Cerebral blood flow in women is higher than in men of all ages.35 Thus, it is not surprising that we found higher retinal blood flow velocity in women compared to men. Women have larger artery-to-vein diameter ratios, resulting from wider arteries.18 The gender difference may be explained by the effect of estrogen and other hormones, which are known to be vasodilators.36 We did not perform a comparison between young males and premenopausal females due to the low number of young males in our study. However, comparison of women and men older than 45 years revealed no difference between them, implying the difference in velocity found between men and women may be attributed to the young premenopausal females.

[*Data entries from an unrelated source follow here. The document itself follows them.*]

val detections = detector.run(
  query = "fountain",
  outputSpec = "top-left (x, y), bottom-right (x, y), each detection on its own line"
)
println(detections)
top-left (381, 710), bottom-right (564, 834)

We found no correlation between peripapillary RNFL thickness or central macular thickness by optical coherence tomography and blood flow velocity. A previous study showed similar lack of correlation between peripapillary RNFL thickness and perfusion parameters in healthy indviduals.37 However, significant correlation was found between venous retinal blood flow velocity and central retinal volume using the RFI in participants with retinal pathologies.38
Some study limitations should be noted. First, due to the cross-sectional design of the study, information about the effect of age was collected from different individuals at different ages and not from the same individuals over time. Second, there may be a sampling bias toward “normal” retina with age because older adults had a higher prevalence of retinal pathologies than individuals who were excluded from this study. Third, interpretation of the results of any retinal blood flow analysis must be performed with care because of the complex interactions of hemodynamic parameters that may be influenced by other unmeasured factors (eg, physical activity, excitement, and caffeine consumption) or unknown factors (eg, genetic factors and inflammatory markers). Finally, the RFI width measurement is not sensitive enough to extract flow volume data from velocity measurements.
The RFI proved to be a reproducible tool for assessing retinal blood flow velocity. The unique feature of this instrument is its ability to study the functional hemodynamic status in a large range of arterioles and venules simultaneously. Age, heart rate, and MAP influence the velocity measured and should be accounted for when assessing velocity under pathological conditions.